Since the proposed SVD projection method starts by normalizing each pulse in the reference library both in time and amplitude scale so that all pulses are equal-length in time, zero-mean and unit-variance, it validates each beat based on the shape of the pulse rather than the absolute values of its features. As a result, this approach is different from the one proposed in SAI algorithm; a value and trend based approach. So it would be interesting to investigate whether combining the two methods would improve the performance of the ABP beat validation. We use the SVD based projection method with each of the nine SAI abnormality conditions to compute the performance of the ABP beat recognition on a testing dataset which will be described in the next section.

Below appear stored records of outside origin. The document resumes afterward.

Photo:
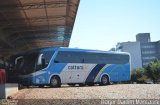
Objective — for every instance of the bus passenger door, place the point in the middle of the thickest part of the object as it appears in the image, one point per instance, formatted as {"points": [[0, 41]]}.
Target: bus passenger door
{"points": [[66, 75]]}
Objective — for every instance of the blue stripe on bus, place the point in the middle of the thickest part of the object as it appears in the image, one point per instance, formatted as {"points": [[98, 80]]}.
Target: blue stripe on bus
{"points": [[94, 72]]}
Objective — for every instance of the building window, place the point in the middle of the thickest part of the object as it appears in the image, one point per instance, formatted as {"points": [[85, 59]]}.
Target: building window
{"points": [[149, 58], [148, 46], [148, 52]]}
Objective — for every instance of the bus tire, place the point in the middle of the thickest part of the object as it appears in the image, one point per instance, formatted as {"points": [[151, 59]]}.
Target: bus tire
{"points": [[71, 84], [55, 82], [82, 84], [90, 84], [104, 80], [41, 86]]}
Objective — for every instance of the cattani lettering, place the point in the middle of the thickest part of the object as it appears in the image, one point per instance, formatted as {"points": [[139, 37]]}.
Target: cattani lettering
{"points": [[75, 67]]}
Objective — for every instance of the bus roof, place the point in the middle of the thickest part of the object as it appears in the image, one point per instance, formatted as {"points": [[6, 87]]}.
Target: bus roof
{"points": [[72, 49]]}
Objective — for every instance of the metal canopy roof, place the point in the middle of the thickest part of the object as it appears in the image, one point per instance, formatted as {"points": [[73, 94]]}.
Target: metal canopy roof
{"points": [[30, 24]]}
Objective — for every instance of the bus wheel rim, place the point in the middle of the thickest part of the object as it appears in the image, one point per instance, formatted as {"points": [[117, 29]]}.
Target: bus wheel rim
{"points": [[54, 82], [104, 80]]}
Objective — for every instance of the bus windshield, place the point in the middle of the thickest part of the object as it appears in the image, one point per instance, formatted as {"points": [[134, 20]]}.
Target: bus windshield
{"points": [[25, 64], [31, 62]]}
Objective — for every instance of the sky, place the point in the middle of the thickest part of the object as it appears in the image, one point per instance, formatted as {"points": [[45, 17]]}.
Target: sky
{"points": [[101, 24]]}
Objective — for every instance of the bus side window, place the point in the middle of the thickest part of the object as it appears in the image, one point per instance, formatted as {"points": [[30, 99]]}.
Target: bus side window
{"points": [[43, 60]]}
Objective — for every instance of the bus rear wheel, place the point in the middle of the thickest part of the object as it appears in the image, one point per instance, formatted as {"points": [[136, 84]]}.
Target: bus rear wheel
{"points": [[55, 82], [104, 80]]}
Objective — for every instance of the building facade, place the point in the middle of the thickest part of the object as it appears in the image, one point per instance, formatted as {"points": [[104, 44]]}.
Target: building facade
{"points": [[142, 52]]}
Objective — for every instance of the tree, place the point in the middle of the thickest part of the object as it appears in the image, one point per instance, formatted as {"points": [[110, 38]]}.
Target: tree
{"points": [[152, 70]]}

To define the noise and signal subspace, we perform the SVD on a library of validated ABP pulses which has been constructed as the following. Signal segments were selected from the archived ABP and ECG signals of 51 patients, including 16 females and 35 males, who were seen as inpatients at the UCLA Ronald Reagan medical center, neurosurgery unit for different related conditions, e.g. Subarachnoid Hemorrhage (20 cases), Traumatic brain injury (15 cases), Hydrocephalus (8 cases), Intracranial hypertension (3 cases), Slit ventricle syndrome (1 case), brain tumor (1 case), cervical cord injury (1 case), Arterio-Venous Malformation (1 case) and shunt failure (1 case). The average age of these patients was 50 (ranging from 14 to 81 years old). During their hospitalization, these patients received continuous cardiovascular monitoring using the bedside GE monitors. ABP and lead II of ECG signals were archived using either a mobile cart at the bedside that was equipped with the PowerLab TM SP-16 data acquisition system (ADInstruments, Colorado Springs, CO) or the BedMasterTM system that collects data from the GE Unity network which the bedside monitors were connected to. Majority of signals were recorded using the PowerLab system, which sampled ECG and ABP signals at 400 Hz. Sampling rate used in the Bedmaster system was 240 Hz. Signal files in this archive were transformed into the Chart™ Binary file format for further processing.

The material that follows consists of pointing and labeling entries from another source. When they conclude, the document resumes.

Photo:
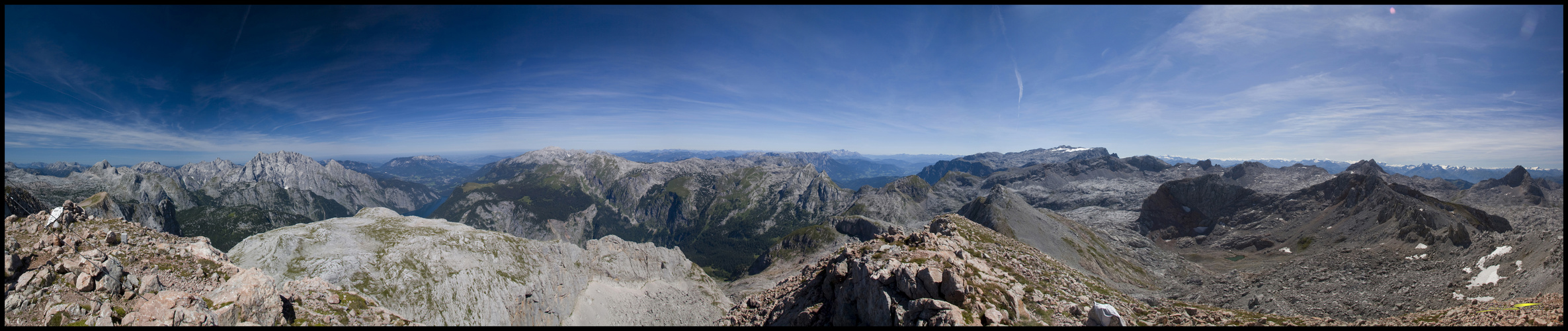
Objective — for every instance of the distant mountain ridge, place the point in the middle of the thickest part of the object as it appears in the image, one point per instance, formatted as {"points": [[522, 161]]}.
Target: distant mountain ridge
{"points": [[1424, 170]]}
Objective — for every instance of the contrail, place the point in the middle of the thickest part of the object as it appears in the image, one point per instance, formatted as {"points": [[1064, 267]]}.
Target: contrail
{"points": [[242, 30], [998, 10], [1020, 82]]}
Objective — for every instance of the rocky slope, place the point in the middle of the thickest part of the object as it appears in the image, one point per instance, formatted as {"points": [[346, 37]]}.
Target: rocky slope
{"points": [[226, 201], [108, 272], [673, 154], [1340, 247], [990, 162], [1060, 238], [449, 273], [433, 171], [963, 273], [957, 273], [148, 198], [723, 213], [297, 184]]}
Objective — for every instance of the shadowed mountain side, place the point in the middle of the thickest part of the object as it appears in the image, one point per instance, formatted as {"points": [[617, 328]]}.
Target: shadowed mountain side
{"points": [[446, 273], [723, 213], [990, 162], [1060, 238]]}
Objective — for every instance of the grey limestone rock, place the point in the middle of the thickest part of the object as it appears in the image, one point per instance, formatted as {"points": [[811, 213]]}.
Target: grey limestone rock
{"points": [[447, 273]]}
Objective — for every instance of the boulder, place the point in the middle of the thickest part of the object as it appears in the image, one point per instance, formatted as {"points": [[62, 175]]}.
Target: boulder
{"points": [[253, 297], [83, 283], [1104, 316], [112, 273], [173, 308], [149, 283]]}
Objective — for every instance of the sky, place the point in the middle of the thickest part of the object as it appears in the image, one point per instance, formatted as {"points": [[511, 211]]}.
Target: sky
{"points": [[1449, 85]]}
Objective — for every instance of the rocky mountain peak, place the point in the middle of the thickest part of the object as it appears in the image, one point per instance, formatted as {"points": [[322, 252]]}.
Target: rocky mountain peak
{"points": [[417, 160], [108, 272], [1366, 167], [1148, 164], [843, 154], [449, 273], [1516, 177], [282, 158]]}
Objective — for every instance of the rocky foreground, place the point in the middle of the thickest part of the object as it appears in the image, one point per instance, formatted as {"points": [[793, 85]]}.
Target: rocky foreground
{"points": [[108, 272], [960, 273]]}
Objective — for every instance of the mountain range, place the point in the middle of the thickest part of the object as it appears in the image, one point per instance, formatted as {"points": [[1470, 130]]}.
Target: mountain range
{"points": [[789, 244]]}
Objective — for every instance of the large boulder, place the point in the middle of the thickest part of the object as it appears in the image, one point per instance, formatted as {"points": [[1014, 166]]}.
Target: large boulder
{"points": [[248, 297], [173, 308]]}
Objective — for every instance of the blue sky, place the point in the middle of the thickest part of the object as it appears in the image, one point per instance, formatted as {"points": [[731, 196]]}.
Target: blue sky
{"points": [[1454, 85]]}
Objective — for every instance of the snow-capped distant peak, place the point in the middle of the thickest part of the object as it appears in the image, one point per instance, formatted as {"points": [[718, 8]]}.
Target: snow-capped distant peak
{"points": [[1068, 150]]}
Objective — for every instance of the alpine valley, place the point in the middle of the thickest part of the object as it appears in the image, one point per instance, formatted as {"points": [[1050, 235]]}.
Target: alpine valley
{"points": [[751, 238]]}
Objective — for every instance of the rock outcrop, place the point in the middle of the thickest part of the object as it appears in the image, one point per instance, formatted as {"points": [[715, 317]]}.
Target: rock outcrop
{"points": [[449, 273], [108, 272], [722, 213], [957, 273], [990, 162]]}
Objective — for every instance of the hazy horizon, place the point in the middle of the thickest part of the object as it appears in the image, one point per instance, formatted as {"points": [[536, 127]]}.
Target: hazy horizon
{"points": [[1444, 85]]}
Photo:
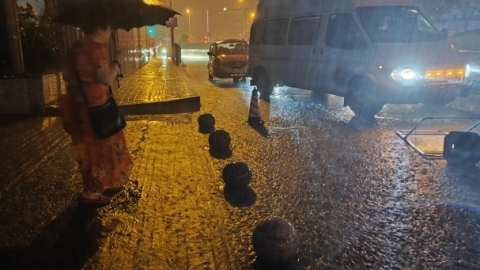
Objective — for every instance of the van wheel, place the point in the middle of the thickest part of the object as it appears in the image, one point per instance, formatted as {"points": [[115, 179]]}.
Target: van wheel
{"points": [[263, 83], [361, 98]]}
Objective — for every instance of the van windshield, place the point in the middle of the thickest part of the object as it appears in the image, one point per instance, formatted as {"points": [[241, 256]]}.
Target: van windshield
{"points": [[232, 48], [396, 24]]}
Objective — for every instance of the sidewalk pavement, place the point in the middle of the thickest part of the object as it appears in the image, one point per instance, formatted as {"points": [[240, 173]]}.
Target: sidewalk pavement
{"points": [[41, 226], [157, 87]]}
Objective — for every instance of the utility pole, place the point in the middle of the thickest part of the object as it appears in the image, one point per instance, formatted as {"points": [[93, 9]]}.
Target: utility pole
{"points": [[172, 36], [208, 30], [14, 36]]}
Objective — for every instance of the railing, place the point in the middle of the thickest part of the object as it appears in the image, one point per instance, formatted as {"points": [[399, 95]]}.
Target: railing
{"points": [[52, 86]]}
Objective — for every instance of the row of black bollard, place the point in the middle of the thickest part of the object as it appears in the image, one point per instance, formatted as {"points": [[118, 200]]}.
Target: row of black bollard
{"points": [[274, 239]]}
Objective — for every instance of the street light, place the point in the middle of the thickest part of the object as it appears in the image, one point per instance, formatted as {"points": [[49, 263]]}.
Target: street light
{"points": [[188, 12]]}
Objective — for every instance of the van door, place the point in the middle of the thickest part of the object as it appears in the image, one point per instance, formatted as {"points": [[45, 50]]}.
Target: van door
{"points": [[274, 49], [345, 52], [302, 51]]}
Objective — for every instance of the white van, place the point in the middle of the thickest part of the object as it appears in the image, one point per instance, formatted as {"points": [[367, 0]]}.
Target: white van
{"points": [[371, 52]]}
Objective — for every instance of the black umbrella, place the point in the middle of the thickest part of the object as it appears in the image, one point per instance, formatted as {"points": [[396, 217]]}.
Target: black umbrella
{"points": [[121, 14]]}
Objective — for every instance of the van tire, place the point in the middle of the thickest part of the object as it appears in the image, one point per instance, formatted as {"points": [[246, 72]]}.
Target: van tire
{"points": [[264, 86], [360, 98]]}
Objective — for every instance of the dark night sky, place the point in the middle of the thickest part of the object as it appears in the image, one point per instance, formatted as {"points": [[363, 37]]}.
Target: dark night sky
{"points": [[222, 24]]}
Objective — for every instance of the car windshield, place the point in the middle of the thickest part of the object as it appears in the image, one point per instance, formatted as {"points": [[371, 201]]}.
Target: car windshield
{"points": [[232, 48], [468, 41], [396, 24]]}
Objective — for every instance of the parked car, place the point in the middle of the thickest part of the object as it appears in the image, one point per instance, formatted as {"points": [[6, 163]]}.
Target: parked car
{"points": [[228, 59], [468, 44]]}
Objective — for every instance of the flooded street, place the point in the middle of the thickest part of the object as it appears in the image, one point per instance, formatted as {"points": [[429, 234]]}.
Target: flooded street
{"points": [[357, 194]]}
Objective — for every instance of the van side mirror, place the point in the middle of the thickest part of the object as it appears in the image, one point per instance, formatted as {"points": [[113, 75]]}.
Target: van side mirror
{"points": [[444, 34]]}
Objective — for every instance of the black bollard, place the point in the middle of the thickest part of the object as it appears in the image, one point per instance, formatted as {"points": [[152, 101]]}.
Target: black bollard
{"points": [[237, 174], [275, 240], [206, 123], [461, 148], [219, 141]]}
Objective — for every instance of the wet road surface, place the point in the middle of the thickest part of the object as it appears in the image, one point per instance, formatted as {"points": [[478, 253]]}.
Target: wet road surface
{"points": [[358, 195]]}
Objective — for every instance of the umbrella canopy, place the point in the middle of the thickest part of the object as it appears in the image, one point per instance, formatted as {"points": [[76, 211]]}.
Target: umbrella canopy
{"points": [[121, 14]]}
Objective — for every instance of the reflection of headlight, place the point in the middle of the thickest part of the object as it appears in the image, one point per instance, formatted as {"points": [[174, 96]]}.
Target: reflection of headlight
{"points": [[404, 74]]}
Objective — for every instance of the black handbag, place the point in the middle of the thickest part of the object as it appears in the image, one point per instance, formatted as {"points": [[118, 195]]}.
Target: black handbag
{"points": [[106, 119]]}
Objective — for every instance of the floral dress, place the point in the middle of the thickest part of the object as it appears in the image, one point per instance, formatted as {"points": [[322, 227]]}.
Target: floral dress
{"points": [[103, 163]]}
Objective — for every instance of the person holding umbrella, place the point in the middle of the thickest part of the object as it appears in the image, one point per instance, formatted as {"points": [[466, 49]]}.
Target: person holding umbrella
{"points": [[103, 163]]}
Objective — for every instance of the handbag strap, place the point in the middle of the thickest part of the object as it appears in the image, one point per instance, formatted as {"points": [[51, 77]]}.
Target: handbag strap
{"points": [[80, 83]]}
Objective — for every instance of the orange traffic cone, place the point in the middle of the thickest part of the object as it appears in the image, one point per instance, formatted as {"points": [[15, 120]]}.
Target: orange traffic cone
{"points": [[254, 113]]}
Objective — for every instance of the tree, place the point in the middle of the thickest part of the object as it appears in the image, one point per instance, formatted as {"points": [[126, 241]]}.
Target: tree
{"points": [[40, 42]]}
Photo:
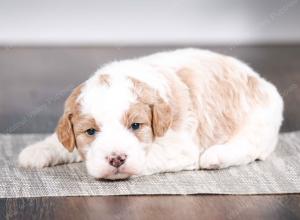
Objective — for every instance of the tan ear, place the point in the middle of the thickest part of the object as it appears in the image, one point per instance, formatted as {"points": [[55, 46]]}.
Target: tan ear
{"points": [[161, 118], [65, 132]]}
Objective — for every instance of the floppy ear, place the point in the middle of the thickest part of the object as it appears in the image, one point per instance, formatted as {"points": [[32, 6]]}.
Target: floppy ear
{"points": [[161, 118], [65, 132]]}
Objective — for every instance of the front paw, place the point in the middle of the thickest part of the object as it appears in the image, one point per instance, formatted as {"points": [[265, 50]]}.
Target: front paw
{"points": [[35, 156]]}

A 3 to 5 minutes segment of data was randomly selected, in an interval of 12 Hours for each patient, without avoiding noisy regions. These signal segments were subsequently processed by the MOCAIP algorithm  and a dominant ABP pulse was generated for every 30 seconds recording. The generated dominant pulses were assessed by an expert and annotated as valid or invalid pulses (The invalid dominant pulses were caused majorly by noise in the data and/or by the wrong QRS detections). A total of 567 dominant pulses (from the assessed valid pulses) were randomly selected to form a library of ABP pulses. The mean ABP of these pulses was 77.61±41.76 mmHg. The use of these archived waveform data in an anonymous fashion has been granted a wavier of consent by the UCLA IRB.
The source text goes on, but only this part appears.